WNBAは、アメリカ代表候補はもちろんのこと、オーストラリアやスペインなどFIBAランキング上位のナショナルチームでの活躍が知られるアメリカ国外のプレーヤーも多々登場する、女子バスケットボール界における世界最高の舞台として多くの関係者やファンに認識されている。また、日本の競技関係者にとっては、楽しむだけではなくスカウティングの場でもあるだろう。日本でも、アプリを通じて非常にリーズナブルな価格で全試合を見ることができるのだ。

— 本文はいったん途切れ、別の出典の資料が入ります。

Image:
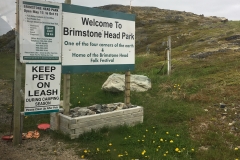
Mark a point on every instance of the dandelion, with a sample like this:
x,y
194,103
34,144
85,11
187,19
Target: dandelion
x,y
120,155
143,152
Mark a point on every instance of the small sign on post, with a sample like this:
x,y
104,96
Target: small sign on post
x,y
42,88
40,28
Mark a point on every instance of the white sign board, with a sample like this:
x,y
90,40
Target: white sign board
x,y
42,88
40,31
96,38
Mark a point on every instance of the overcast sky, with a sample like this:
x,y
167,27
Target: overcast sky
x,y
222,8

直近の公式戦を見ることで、例えば今夏開催が予定されている東京オリンピックで女子日本代表のプレーヤーたちがマッチアップする相手のプレーをチェックできる。身長などのスペックに加えて、やはりそのプレーヤーたちのコート上での様子を見ることで、どんなマッチアップになるかをより深くイメージできるというものだ。また、例えばルイビル大学で今野紀花と共にプレーした、デイナ・エバンス(ダラス・ウイングス)のようなプレーヤーも開幕ロスターに名を連ねている。将来は今野自身、あるいはほかの日本人プレーヤーにとっての活躍の舞台になる可能性も大いにあるだろう。
今シーズンのWNBAは、NBA同様ズーム会見に日本から参加させてもらえるので、ここまでに何試合かで取材させてもらっているのだが、話が聞けた何人かの一人にフェニックス・マーキュリーのキア・ナースというプレーヤーがいた。マーキュリーでフォワードとして活躍するナースはカナダ代表でもある。

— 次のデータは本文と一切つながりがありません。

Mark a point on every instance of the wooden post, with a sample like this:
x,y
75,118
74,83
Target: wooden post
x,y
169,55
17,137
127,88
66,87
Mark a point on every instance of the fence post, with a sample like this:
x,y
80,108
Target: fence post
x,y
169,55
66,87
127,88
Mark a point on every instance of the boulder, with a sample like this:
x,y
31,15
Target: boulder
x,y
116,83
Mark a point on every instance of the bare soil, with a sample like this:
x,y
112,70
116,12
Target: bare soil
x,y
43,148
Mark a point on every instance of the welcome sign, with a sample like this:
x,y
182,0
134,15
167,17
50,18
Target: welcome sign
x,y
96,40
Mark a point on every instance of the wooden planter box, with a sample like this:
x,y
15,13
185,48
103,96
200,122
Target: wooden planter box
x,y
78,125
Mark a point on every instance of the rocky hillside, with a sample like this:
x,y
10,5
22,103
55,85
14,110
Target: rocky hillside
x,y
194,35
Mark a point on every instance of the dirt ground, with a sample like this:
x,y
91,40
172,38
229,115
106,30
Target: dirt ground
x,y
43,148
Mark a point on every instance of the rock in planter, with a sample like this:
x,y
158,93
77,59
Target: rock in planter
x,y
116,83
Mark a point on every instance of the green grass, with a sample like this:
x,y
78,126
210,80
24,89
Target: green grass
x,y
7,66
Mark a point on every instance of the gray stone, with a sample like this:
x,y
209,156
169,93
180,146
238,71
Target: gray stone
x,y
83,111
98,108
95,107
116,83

 東京オリンピックに向けた最終予選でカナダは日本を70-68で破ったが、この試合でチームハイの19得点を稼いだのがナース。現在のカナダ代表において最大の得点源となっている。東京オリンピックが予定通りに開催されれば、来日の可能性が高いプレーヤーの一人だ。
ナースは2020-21NBAシーズンにおいて、トロント・ラプターズの試合中継でコメンテーターとしてたびたび登場していたので、NBAファン、ラプターズファンの間ではおなじみの人物かもしれない。所属するマーキュリーは、かつて萩原美樹子をや大神雄子も所属したチーム(大神はキャンプ参加)。その点でも、日本のバスケットボールファンとしてもなじみやすいのではないかとも思う。
取材したのは日本時間5月19日の対ワシントン・ミスティクス戦。12得点を挙げて91-70で快勝に貢献した後のナースが、ズーム会見に参加してくれた。
WNBAのプレーヤーは、例年だとオフシーズンとなる秋から冬にかけて国外リーグでプレーするケースが多い。ナースも過去2年間は秋冬にオーストラリアのWNBLでプレーし、夏場にWNBAでプレーしていた。しかしパンデミックの影響で今シーズンは流れが大幅に違い、オフを母国で過ごしたそうだ。そのような背景を持つナースなので、今シーズンの特異性と、ラプターズで今シーズン活躍した渡邊雄太に関して質問させてもらった。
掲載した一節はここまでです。